9. It has now been contended that the tenancy created by the plaintiff's father came to an end on his death and that since then the tenants have been tenants at sufferance, which means that they have been trespassers. If this were so, they would have acquired their title long ago and would not have been merely tenants claiming a limited interest, but would have been able to claim ownership of the land. But it does not seem to be correct to say that they have been merely tenants at. sufferance since the date of the plaintiff's father's death. In their pleadings in the revenue proceedings in 1899 (exhibit 144) they specifically stated that they had been enjoying the land adversely to the applicant for many years and that the applicant had been accepting rent regularly for many years. They rely also on the fact that in 1897 the plaintiff sought to evict them as trespassers, and they claim that he cannot now be allowed to change his ground. This might have been a good defence if it had been raised at the proper time. But there is nothing of this nature in the written statement. The defendants did not say that they had been treated as trespassers, that their tenancy was put an end to by the plaintiff in 1897, and that they have been in possession ever since adversely. On the contrary they pleaded they were in possession as tenants. They cannot be allowed to change their defence, and, therefore, we have to hold that they were tenants up to the date of the suit and they were not entitled to raise the defence that they had been in adverse possession.

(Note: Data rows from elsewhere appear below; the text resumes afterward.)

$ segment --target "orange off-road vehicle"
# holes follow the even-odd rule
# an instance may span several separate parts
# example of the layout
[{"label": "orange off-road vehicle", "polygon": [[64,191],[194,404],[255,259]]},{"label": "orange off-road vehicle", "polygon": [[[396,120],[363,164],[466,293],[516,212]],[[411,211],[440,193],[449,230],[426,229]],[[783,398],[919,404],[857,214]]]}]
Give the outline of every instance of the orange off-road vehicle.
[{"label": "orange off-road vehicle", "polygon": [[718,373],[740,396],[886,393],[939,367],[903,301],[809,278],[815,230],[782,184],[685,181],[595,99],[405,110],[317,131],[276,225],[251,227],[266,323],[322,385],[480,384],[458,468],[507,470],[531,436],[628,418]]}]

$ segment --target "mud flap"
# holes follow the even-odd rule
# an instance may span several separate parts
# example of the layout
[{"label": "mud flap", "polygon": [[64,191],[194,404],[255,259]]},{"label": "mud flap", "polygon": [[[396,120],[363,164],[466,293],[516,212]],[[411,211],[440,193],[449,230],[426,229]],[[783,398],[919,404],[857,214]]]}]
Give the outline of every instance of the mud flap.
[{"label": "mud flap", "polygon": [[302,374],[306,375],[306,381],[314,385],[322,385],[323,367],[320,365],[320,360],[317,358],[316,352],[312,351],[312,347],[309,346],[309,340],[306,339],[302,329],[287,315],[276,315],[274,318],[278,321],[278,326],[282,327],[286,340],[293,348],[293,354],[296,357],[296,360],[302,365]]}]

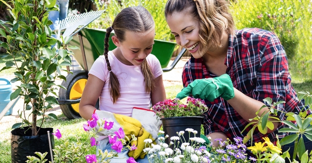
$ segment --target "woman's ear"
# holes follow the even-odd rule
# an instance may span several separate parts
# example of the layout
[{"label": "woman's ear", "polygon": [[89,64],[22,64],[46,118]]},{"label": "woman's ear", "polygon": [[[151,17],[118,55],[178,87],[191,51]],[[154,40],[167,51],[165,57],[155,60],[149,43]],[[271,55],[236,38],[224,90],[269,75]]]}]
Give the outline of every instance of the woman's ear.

10. The appeal, therefore, must succeed.
11. The defendants have objected in their cross-objections to the finding of the learned Subordinate Judge that exhibit 61 did not create a permanent lease. The words of that document on which they rely are as follows-
I made a personal request that I was willing to pay to the State annually a total sum of Rs. 62 1/2 rupees sixty two and a half made up of Rs. 50 fifty 'Kadvar' ('till the end') according to the survey assessment.
The word 'Kadvar' they claim means permanently. But there is no evidence that this is the meaning. The learned Subordinate Judge holds that at most it meant 'till the end of either the lessor's or the lessee's life, and we can see no reason for refusing to accept this view.
12. It has been contended that the .conduct of the plaintiff's father points to the conclusion that he intended to give a permanent lease inasmuch as on the day on which he accepted the rent note he advanced a sum of money to the lessee on, the security of his tenure. This certainly is a very curious circumstance, but it does not necessarily follow that he meant to grant a tenancy for perpetuity. It merely shows that the tenancy was not a mere tenancy at will or -annual tenancy. We agree with the learned Subordinate Judge that the defendants have failed to make out their case and we must dismiss the cross-objections with costs.
13. The order will then be that the appeal succeeds with costs and the cross-objections are dismissed with costs. There will be a decree for possession and Tent Rs. 300 for six years, and costs throughout. Mesne profits from the date of the suit to be determined under Order XX, Rule 12.